Mit Spargel aus den rheinland-pfälzischen Anbauregionen kommt in diesen Tagen das erste Gemüse des Erntejahres 2012 auf die Märkte. Die Landwirtschaftskammer Rheinland-Pfalz rät den Verbrauchern, in den nächsten Wochen bei Spargel aus heimischem Anbau zuzugreifen. Mit den Attributen frisch, gesund und umweltfreundlich könne das regionale Erzeugnis dreifach punkten. Spargel gelange meist noch am Tag der Ernte in den Verkauf. Mineralstoffe und Vitamine bei nur 4 Prozent Kohlehydraten beinhalten die bekömmlichen Stangen. Wegen der kurzen Transportwege und dem weitgehenden Verzicht auf den Einsatz von Pflanzenschutzmitteln sei zudem die Ökobilanz unschlagbar.

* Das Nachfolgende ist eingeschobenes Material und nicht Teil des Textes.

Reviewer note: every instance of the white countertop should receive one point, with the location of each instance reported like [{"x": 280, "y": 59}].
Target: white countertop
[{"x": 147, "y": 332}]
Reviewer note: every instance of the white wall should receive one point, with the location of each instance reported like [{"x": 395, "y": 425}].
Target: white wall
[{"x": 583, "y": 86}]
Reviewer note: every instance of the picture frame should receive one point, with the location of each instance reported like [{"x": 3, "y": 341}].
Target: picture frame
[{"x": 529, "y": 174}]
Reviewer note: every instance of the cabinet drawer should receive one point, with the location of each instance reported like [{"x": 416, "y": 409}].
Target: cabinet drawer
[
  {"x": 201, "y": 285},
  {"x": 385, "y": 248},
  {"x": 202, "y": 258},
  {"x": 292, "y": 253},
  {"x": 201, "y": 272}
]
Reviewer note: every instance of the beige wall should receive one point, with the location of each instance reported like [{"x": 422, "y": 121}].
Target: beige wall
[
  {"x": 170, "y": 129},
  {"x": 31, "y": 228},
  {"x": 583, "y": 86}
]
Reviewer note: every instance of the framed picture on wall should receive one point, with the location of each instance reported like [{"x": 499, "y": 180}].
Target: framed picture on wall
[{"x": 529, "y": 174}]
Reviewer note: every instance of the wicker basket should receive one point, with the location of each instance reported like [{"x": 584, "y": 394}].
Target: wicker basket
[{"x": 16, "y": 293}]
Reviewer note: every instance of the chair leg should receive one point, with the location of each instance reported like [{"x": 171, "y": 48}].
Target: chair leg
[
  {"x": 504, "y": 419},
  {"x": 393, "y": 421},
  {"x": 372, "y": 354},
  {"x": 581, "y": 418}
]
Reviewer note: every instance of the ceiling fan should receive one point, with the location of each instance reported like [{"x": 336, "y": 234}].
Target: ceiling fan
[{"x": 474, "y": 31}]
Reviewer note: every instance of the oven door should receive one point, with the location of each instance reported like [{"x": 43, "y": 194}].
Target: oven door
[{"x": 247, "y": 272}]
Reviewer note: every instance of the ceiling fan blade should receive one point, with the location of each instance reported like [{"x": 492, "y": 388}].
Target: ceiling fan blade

Mit rd. 1.100 Hektar Anbauflächen steht Rheinland-Pfalz nur an siebter Stelle der deutschen Spargelländer. Deutlich größeren Anteil an der deutschen Anbaufläche von 23.000 ha haben etwa Niedersachsen mit über 4.000 ha, Brandenburg mit rd. 3.000 ha oder Nordrhein-Westfalen mit über 2.500 ha. Die 2011 in Rheinland-Pfalz geernteten gut 5.000 Tonnen Spargel machten daher nur 5 Prozent der deutschen Gesamternte von 103.000 t aus. Zwar schwanken die Angaben zum Pro-Kopf-Verbrauch je nach Quelle zwischen 1,2 und 1,4 kg/Jahr, sicher ist jedoch die steigende Beliebtheit insbesondere des weißen Spargels, der auch in Rheinland-Pfalz überwiegend angebaut wird. Mit einer wesentlichen Erweiterung der Anbauflächen wird aber nicht gerechnet, da in den für den Anbau geeigneten Regionen die benötigten Flächen nur begrenzt verfügbar sind und die Investitionskosten von rd. 10.000,00 Euro für die Anlage eines Hektars Spargelfeld eine hohe Hürde darstellen.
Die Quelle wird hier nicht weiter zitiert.